# Cross product vectors problem

1. Aug 6, 2013

### phydis

a and b are two vectors and x is the angle between them.

||axb|| = ||a||||b||sinx ------(1)
||axb|| = ||a||||b||||sinx|| ------(2)

which one is correct? why?

2. Aug 6, 2013

### SteamKing

Staff Emeritus
1. That is one definition of cross product.

3. Aug 6, 2013

### CAF123

x is the smallest angle between vectors a and b. You should convince yourself that this implies both forms are equivalent.

4. Aug 6, 2013

### phydis

if x is the smallest angle between a and b, when n is the unit vector perpendicular to both a and b,

axb = ||axb||n

am i correct?

5. Aug 6, 2013

### Zondrina

Your first one is correct :

$||axb|| = ||a|| ||b|| sin(θ)$

6. Aug 6, 2013

### CAF123

Yes

I think the OP also wanted to know why. I would say the two forms are equivalent. What is your argument for why the other form is incorrect?

7. Aug 6, 2013

### phydis

if two forms are equivalent then ||sinx||= sinx (where x is the smallest angle between a and b)
how can you explain this?

8. Aug 6, 2013

### CAF123

Given that x is the smallest angle between a and b what is the possible values of x?

9. Aug 6, 2013

### lurflurf

This has to do with what values of x we allow. We need the absolute value if we are to allow x such that sin x<0

10. Aug 6, 2013

### phydis

assume x= 11∏/6 , then smallest angle between a and b ∏/6, but when applying it to x it should be -∏/6. shouldn't it? (if it shouldn't then why?)
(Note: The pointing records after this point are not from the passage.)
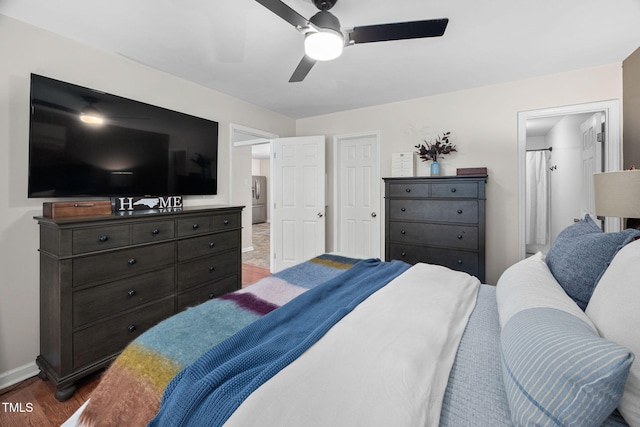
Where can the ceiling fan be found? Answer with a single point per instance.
(324, 39)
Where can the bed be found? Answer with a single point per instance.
(342, 341)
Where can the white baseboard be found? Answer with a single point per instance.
(14, 376)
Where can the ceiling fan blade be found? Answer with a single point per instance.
(398, 31)
(302, 69)
(285, 12)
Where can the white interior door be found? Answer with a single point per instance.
(358, 194)
(592, 142)
(298, 217)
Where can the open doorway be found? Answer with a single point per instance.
(555, 170)
(250, 158)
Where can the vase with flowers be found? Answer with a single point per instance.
(435, 150)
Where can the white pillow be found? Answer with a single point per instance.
(615, 310)
(530, 284)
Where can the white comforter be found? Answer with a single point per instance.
(385, 364)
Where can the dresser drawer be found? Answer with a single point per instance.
(99, 238)
(210, 268)
(94, 303)
(209, 244)
(443, 235)
(108, 338)
(194, 225)
(409, 189)
(207, 292)
(152, 231)
(225, 221)
(126, 262)
(454, 211)
(467, 190)
(454, 259)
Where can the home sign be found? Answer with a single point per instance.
(162, 203)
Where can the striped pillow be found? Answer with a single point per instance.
(558, 371)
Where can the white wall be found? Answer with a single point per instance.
(24, 50)
(483, 122)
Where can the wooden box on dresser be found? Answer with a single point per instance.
(438, 220)
(105, 280)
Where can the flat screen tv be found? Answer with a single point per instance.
(83, 142)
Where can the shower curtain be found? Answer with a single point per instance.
(537, 198)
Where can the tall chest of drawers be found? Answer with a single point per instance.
(105, 280)
(437, 220)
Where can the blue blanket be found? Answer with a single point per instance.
(210, 390)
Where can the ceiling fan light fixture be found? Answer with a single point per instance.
(323, 45)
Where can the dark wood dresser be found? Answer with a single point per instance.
(437, 220)
(105, 280)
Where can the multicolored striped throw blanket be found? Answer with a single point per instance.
(131, 390)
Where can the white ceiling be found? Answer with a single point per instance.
(240, 48)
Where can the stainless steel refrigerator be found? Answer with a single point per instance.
(259, 194)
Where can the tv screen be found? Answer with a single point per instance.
(83, 142)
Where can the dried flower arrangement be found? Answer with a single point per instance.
(435, 150)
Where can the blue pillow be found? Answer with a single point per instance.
(580, 255)
(558, 371)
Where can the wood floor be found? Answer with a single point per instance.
(31, 402)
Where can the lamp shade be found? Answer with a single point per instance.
(617, 194)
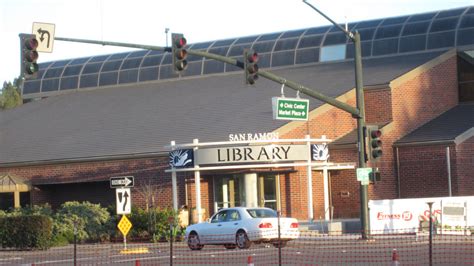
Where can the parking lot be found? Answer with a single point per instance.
(310, 249)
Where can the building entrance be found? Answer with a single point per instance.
(249, 190)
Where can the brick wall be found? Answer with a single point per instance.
(465, 168)
(423, 171)
(421, 96)
(90, 181)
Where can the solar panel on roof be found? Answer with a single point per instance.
(310, 41)
(379, 37)
(440, 40)
(416, 28)
(149, 73)
(285, 44)
(50, 85)
(465, 37)
(444, 24)
(108, 78)
(68, 83)
(87, 81)
(413, 43)
(467, 22)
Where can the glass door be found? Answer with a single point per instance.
(227, 191)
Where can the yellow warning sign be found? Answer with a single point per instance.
(124, 225)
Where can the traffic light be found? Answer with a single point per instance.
(250, 66)
(29, 56)
(179, 52)
(374, 143)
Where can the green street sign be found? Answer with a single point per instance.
(290, 108)
(363, 175)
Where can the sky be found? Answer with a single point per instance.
(144, 22)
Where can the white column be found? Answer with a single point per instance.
(225, 198)
(310, 181)
(448, 160)
(251, 196)
(197, 183)
(173, 182)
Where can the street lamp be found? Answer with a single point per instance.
(364, 198)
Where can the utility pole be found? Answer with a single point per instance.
(364, 195)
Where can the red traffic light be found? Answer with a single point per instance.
(375, 133)
(31, 43)
(180, 42)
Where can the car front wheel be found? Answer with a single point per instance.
(193, 241)
(280, 244)
(229, 246)
(241, 240)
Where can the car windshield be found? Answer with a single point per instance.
(262, 213)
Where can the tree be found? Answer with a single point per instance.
(10, 96)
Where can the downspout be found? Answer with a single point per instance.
(448, 164)
(398, 173)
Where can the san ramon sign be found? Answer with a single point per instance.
(290, 108)
(121, 181)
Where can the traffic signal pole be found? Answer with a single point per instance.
(364, 195)
(291, 84)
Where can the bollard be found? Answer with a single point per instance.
(250, 261)
(395, 258)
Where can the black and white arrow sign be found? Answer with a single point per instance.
(124, 200)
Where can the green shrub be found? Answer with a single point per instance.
(26, 231)
(90, 221)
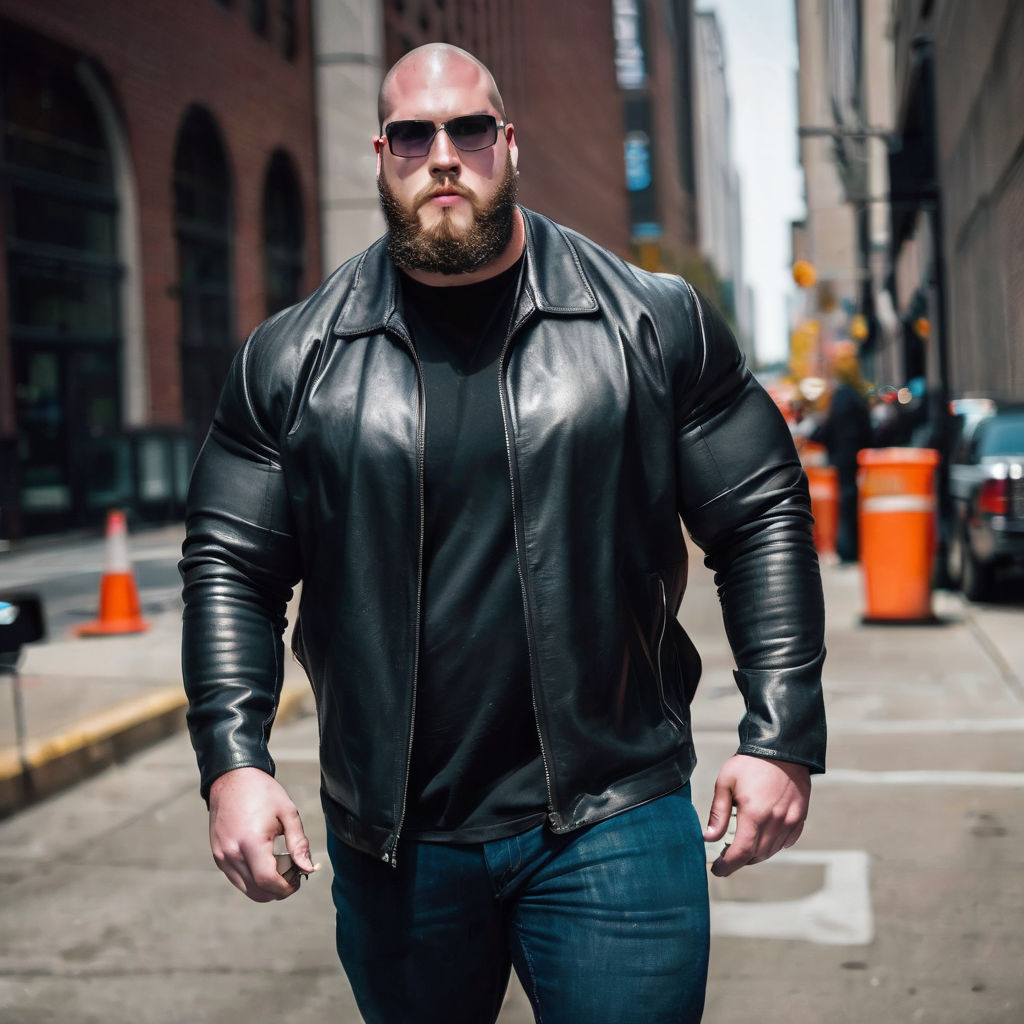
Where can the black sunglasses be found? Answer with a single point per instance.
(468, 133)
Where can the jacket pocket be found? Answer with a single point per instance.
(677, 663)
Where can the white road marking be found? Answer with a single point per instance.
(854, 776)
(838, 914)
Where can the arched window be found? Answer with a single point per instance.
(204, 227)
(64, 276)
(284, 253)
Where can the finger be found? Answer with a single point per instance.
(743, 849)
(237, 871)
(267, 881)
(721, 811)
(296, 842)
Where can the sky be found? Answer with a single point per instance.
(760, 44)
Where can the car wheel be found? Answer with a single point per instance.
(976, 577)
(954, 559)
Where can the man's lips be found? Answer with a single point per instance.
(445, 199)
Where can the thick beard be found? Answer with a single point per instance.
(442, 249)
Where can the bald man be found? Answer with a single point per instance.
(473, 445)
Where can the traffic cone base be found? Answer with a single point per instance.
(119, 607)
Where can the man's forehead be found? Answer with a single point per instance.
(436, 84)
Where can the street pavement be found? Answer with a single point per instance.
(903, 900)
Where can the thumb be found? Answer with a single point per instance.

are ||sin(-∏/6)|| and sin(-∏/6) equivalent?

11. Aug 6, 2013

### CAF123

No, x is restricted to lie within the interval $[0, \pi]$. Check your book. This condition will come with the definition of cross product.

12. Aug 6, 2013

### lurflurf

Who cares if x is in [0,pi) or not. We have |sin x| if sin x is already positive sin x will do.

13. Aug 6, 2013

### CAF123

Yes, so if $x \in [0,\pi]$ then $|a \times b| = |a| |b| \sin x$ since sin x is positive. If x is not in this interval, then $|a \times b| = |a| |b| |\sin x|$ (the magnitude of $a\times b$ is not negative so we take the modulus of sin x)

In any book I have read, they put the condition that x is in [0,π], so you see it written $|a \times b| = |a| |b| \sin x$ more commonly.

14. Aug 6, 2013

### phydis

According to the way of my thinking ||axb|| = ||a||||b||sinx is enough to represent magnitude of axb for all x angle.

let n be an unit vector perpendicular to both a and b vectors. therefore we get,

||axb|| = || ||a||||b||sinx n ||

when x > 0, ||axb|| = ||a||||b||sinx ||n||
since ||n|| = 1 , ||axb|| = ||a||||b||sinx

when x<0, ||axb|| = || ||a||||b||sin(-x) n || = ||a||||b||sinx ||-n|| (with right hand rule)
since ||-n|| = 1 , ||axb|| = ||a||||b||sinx

although the other form (2) gives the same magnitude, it is theoretically incorrect.
and only this imaginary of mine is not confusing me. I wanna know does this really happen there?